Shera

Shera
Tertabrak


__ADS_3

Di dalam sebuah mobil mewah yang melaju kencang pada malam hari, seorang pria yang duduk di kursi bagian belakang pun kini nampak sedang terdiam menatap keluar jendela sembari menghisap rokok di tangannya. Wajah pria itu nampak begitu datar dan tak berekspresi, tidak ada satupun orang yang tahu apakah ia kini sedang kesal ataupun gembira. Namun di saat ia melamun sembari menatap jalanan raya yang ia lewati, tiba-tiba....


Tiiiiinnnn!!!!!


Bruuuk!!!


Mobil itu berhenti secara tiba-tiba di saat sang supir menyadari bahwa ada seseorang yang baru saja tertabrak dan terlindas oleh mobilnya.
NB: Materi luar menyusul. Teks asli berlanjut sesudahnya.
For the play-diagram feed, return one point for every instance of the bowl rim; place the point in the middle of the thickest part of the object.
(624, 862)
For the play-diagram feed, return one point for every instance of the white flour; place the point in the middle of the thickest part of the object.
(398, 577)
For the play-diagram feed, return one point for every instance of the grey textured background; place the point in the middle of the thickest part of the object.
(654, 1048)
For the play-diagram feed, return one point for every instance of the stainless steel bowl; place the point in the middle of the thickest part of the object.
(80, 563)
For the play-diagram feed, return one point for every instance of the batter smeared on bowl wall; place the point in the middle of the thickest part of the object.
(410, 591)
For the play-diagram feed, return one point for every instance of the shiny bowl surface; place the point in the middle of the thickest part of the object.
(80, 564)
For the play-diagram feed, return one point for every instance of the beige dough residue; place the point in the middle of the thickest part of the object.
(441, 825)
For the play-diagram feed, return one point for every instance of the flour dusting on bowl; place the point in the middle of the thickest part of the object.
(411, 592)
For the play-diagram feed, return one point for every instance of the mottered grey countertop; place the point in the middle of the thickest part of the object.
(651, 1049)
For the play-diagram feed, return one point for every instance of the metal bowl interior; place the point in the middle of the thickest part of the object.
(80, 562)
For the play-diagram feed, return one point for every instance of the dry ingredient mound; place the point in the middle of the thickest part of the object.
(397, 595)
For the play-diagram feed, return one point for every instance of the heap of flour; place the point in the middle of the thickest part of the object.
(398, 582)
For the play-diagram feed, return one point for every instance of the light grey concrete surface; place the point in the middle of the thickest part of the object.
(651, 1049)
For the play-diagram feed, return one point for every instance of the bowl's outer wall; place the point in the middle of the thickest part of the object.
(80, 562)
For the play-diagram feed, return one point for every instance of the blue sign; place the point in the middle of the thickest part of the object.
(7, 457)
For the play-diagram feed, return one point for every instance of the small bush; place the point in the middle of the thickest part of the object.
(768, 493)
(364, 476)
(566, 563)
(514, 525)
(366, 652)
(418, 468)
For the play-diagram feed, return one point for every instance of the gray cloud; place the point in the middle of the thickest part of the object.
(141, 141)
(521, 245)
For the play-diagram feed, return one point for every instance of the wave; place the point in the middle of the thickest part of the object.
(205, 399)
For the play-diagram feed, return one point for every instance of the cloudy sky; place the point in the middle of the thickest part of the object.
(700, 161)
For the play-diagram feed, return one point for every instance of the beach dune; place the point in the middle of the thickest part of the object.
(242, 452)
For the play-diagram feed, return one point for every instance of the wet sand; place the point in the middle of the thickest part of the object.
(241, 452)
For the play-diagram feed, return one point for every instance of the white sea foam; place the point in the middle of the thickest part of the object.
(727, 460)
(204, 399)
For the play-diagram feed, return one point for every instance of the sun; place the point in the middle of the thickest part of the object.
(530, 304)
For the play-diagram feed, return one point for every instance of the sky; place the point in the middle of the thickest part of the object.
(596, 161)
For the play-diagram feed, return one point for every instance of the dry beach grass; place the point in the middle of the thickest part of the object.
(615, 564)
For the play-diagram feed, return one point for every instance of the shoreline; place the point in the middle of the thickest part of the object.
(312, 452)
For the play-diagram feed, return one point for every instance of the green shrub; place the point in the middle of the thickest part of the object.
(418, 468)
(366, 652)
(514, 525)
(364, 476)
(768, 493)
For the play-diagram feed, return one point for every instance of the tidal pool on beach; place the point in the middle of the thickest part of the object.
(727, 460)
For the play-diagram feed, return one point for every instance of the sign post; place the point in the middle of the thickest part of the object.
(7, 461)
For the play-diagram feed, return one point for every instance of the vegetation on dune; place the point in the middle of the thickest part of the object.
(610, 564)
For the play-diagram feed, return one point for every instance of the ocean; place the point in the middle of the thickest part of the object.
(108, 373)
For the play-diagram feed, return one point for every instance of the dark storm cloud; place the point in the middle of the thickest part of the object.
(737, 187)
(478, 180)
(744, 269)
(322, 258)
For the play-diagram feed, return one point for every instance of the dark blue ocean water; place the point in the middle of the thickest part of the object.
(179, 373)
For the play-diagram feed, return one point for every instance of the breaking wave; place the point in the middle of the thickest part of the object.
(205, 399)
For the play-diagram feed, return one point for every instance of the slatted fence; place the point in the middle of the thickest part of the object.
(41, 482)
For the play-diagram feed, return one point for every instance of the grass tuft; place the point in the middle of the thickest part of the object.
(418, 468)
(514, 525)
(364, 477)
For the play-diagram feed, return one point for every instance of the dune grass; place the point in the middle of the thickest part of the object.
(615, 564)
Arsenio yang duduk di kursi bagian belakang pun kini membelalakkan kedua matanya dengan ekspresi terkejut, kedua matanya pun menatap ke arah sang supir dan seakan-akan sedang menanyakan sesuatu yang baru saja terjadi.


“Apa itu tadi?!” Arsenio bertanya.


Melihat sang supir yang masih terdiam dalam kepanikan, pria itupun kini kembali berkata. “Apakah kau baru saja menabrak seseorang?!” Tanyanya lagi.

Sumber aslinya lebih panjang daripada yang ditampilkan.